I recognized I had a void in my life when I turned 25. Even though I couldn't understand why it was there, it felt like a weight on my chest constricting my breath from fully escaping. The more I focused on it, the more I suspected something was missing from my life became.
But what was missing? I spent five years and countless dollars on that very question. I call that five-year span of life my "possible void-fillers" phase.
I felt like I was running from day to day with my arms out grabbing onto anything that moved me. Thinking, "Maybe this will make the whole in my heart go away."
I had two different full-time jobs during that phase. I was a content developer for a website and a public relations specialist at a marketing firm. They both presented me with new challenges. And while I'm able to recognize that they both play a role in who I am today and how I run Severson Sisters, neither one of them really filled the void in my life.
At some point I realized that the void was related to the fact that I didn't know what my true calling was in life. Since I didn't know how to figure out what I was supposed to do with my life, I set out on a mission to test out new hobbies.
I made a deal with myself during those five years. I would try anything once. And if I loved it, I'd continue exploring it and let whatever was supposed to unfold... unfold.
I hoped that a new hobby would spark something deep within my soul and lead me to my true calling. I had no idea what I was looking for. I just knew something had to change in order to make that void disappear.
I started this phase of my life in the most logical place I could think of -- the bookstore. I visited a new bookstore every weekend. I would walk the aisles starring at colorful covers and wait for something -- ANYTHING -- to catch my eye. For some reason, I didn't turn to self-help books. I turned to DIY, hobby, travel or biographies. I felt like I had to experience a shift in my life by doing things.
The problem with my action plan was me. I'm an all-or-nothing kinda lady. If I like something, I become obsessed with it and it becomes my everything. When something hooked onto me, I didn't just jump on the bandwagon, I became the captain for the wagon. (This is why I'm actually really good at public relations!)
To sum up my five-year possible void-fillers experiment, here is a list of hobbies I picked up along the way to finding my true calling:
• Horse-back riding.
• Painting.
• Non-fiction writing.
• Scrapbooking.
• Feng Shui.
• Event planning.
• Interior designing.
• A raw food diet.
• Hot yoga.
All of these hobbies brought me happiness. And every one of those bandwagons brought me closer to finding my true calling because they introduced me to new people and beautiful moments.
Right before my 30th birthday a friend of mine I met at hot yoga asked me if I doing yoga for spiritual reasons.
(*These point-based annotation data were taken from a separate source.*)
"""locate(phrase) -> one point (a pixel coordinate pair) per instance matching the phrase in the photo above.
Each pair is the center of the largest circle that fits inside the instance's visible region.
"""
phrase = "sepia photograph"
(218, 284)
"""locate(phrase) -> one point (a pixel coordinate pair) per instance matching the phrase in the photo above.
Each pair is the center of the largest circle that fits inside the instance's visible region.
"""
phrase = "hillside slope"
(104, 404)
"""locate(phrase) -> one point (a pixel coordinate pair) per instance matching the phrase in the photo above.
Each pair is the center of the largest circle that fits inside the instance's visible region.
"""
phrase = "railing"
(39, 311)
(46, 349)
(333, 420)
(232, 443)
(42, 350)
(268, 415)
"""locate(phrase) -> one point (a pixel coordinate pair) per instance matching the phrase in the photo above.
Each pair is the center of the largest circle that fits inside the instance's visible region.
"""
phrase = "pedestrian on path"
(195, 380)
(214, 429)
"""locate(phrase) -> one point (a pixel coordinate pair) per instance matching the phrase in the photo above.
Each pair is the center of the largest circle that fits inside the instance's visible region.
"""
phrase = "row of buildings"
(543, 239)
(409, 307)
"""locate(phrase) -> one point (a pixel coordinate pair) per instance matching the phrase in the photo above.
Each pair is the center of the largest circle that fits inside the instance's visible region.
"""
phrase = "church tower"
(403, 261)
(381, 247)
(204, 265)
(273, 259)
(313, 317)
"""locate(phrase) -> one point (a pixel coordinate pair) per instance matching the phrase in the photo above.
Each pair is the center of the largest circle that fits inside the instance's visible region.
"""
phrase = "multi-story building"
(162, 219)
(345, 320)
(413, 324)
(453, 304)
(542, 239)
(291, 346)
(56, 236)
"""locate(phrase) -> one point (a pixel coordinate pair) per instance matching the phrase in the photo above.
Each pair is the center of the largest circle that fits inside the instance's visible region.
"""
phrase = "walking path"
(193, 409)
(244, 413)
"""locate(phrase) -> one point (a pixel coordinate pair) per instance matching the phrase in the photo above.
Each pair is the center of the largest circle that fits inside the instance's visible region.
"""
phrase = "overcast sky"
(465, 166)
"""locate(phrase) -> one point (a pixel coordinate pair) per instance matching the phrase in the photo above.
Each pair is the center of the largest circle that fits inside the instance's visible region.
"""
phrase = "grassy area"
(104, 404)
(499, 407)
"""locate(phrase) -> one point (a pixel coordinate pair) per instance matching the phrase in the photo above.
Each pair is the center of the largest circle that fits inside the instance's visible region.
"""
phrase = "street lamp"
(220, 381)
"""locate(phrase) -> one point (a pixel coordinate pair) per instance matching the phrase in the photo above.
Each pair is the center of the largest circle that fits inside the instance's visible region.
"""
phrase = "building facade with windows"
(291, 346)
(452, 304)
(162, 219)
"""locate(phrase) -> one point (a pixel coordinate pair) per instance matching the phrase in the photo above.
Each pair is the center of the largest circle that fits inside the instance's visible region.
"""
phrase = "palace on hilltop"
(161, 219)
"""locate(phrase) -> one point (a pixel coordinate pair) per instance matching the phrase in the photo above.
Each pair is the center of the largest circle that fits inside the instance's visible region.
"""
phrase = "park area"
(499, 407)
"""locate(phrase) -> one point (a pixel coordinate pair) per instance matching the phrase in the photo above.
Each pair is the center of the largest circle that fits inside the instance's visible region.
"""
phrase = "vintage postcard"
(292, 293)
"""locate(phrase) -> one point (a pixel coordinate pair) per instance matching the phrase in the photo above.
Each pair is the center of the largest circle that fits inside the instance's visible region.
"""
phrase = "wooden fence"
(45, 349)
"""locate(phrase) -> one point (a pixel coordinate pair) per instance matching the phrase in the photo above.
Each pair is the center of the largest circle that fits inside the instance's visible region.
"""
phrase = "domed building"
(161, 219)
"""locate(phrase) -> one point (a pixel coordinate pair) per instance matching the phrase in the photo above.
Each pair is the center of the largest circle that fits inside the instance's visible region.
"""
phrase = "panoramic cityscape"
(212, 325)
It took me a while to answer because I didn't really understand it.
"Well, I'm searching for answers to my life so, yeah I guess I'm here for spiritual reasons," I said.
That one simple conversation stayed with me the entire day. I ended up at a bookstore for hours that night. I dug into books. I researched teachers.
Like everything else in my life, my quest to understanding my own spirituality became my everything!
I stopped moving, doing, or forcing, my life to unfold. I learned how to meditate. I changed the way I spoke about everything. I stopped using words like need or want. I created dream boards for the things I welcomed into my life.
I was in meditation one morning and something shifted deep within my soul. That was the morning I came face-to-face with my void.
In meditation I heard, "There was never anything missing from my life to begin with."
I remember that meditation session vividly because it was the first time I felt totally whole. And to be honest, a little electric!
I just had to learn how unleash my own light and let it pour out onto my own path.
Bandwagons are fun. All of mine introduced me to great people and opened me up to new experiences.
It took me many bandwagons to understand that answers to my life are within and nowhere else.
Allowing my own light to shine is a practice I commit to every day. And I know the day I find a "shine your light" bandwagon, I'll totally take on the captain position.